A parasitical AI enemy is about to overtake the world. Its name is the Entity. It has no face, no voice and no means of expression. The fact that world domination mandates the extermination of humankind is no deterrent. This malevolent force (which first appeared in Mission Impossible’s previous film Dead Reckoning Part One two years ago – just wants to take control whatever the cost, and so it remains unfazed by the prospect of ruling a completely empty and useless planet. Perhaps it inherited this irrational greed from its human creators.
The President of the United States (Angela Bassett) tasks Ethan Hunt (Tom Cruise) with saving us from the Entity. His 30 years of service at the IMF (Impossible Mission Force) have earned him an immaculate reputation. The Final Reckoning contains clips from the various Mission Impossible films, paying tribute to a franchise boasting eight instalments (the last four of which directed by 56-year-old American director Christopher McQuarrie). We briefly see sexagenarian Tom Cruise in his early 30s (in Brian de Palma’s original film, from 1996) all the way to the present.
What follows is the predictable MacGuffin silliness: Ethan must retrieve two “cruciform keys” from the Arctic, which will in turn lead him to the podkova (a hard drive containing information that will lead to the destruction of the Entity). The mysterious item, which is buried with a Russian submarine at the bottom of the sea, is then combined with Luther’s poison pill in order to destroy the enemy. Gabriel (Esai Morales) occasionally steps in as human antagonist, in cahoots with the elusive parasite. He engages with Cruise in the most dramatic fight scenes. It is not entirely clear why Gabriel wants to support an AI enemy hellbent on total destruction, in a confusing script anathema to coherence, and with more holes than Swiss cheese.

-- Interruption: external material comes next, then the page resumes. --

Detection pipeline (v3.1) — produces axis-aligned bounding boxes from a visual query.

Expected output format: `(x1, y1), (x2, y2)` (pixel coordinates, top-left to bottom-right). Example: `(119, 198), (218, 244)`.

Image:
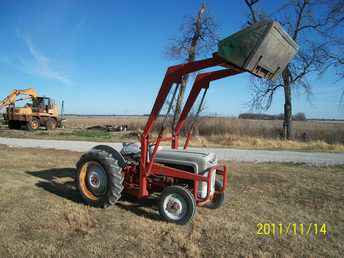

With an estimated budget of U$300 to 400 million, The Final Reckoning is one of the most expensive movies in cinema history: a real money-squandering mission. It takes nearly 30 minutes before the opening credits and the instantly recognisable tune are played, and the entire film lasts an interminable 165 minutes (roughly the same duration as Dead Reckoning Part One. Almost everything is extremely derivative. There are no clever twists (perhaps except for a false suicide attempt with a cyanide pill) and innovative action scenes. The adrenaline-inducing vibes of the iconic vault scene in De Palma’s film are completely absent. The closing action scene on a biplane is boring and uninspiring. Melatonin-inducing. This is a movie without a sense of irony, self-deprecation, humour and artfulness.
While imprinted with some liberal signifiers guaranteed to upset Donald Trump (such as DEI recruit Bassett taking on the role that belong to him), Mission: Impossible – The Final Reckoning is a deeply reactionary movie, and a crystal-clear example of cinema being misused as a dangerous geopolitical weapon. At one point, Potus spells out why the United States are the self-appointed guardians of the world: “We are the only nation with the arsenal big enough to destroy the Entity. We are the only nation with the power of choice”. The message isn’t even subtle. Other peoples and nations are represented mostly by stock characters: the reliable and anodyne Brit Benji (Simon Pegg), the useless French femme-fatale-turned-good-girl Paris (Pom Klementieff, delivering pointless one-liners exclusively in the language of Jean-Paul Sartre), the chubby funny Inuk wife (Lucy Tulugarjuk), and of course the mean Russian without any loved ones (or even a dog).
The flag of the genocidal state of Israel is repeatedly and prominently featured alongside those of the United States, the United Kingdom, Russia and China, for no apparent reason other than advertising the United States’s highly questionable geopolitical leanings. Mission: Impossible – The Final Reckoning isn’t just a disingenuous and unambiguous statement on American hegemony, but also a monument to unbridled narcissism. Cruise’s looks represents a major asset, one that must be protected at all costs. Perhaps the net value of the 62-year-old superstar is greater than all humankind combined. His facial expressions remain as stiff as the ripped buttocks of his countless stunt doubles (featured several time on their black undies, be that on air, land or underwater).
Mission: Impossible – The Final Reckoning premiered at the 78th edition of the Festival de Cannes, when this piece was originally written. In cinemas on Wednesday, May 21st. An experience as pleasant as sedation-free colonoscopy.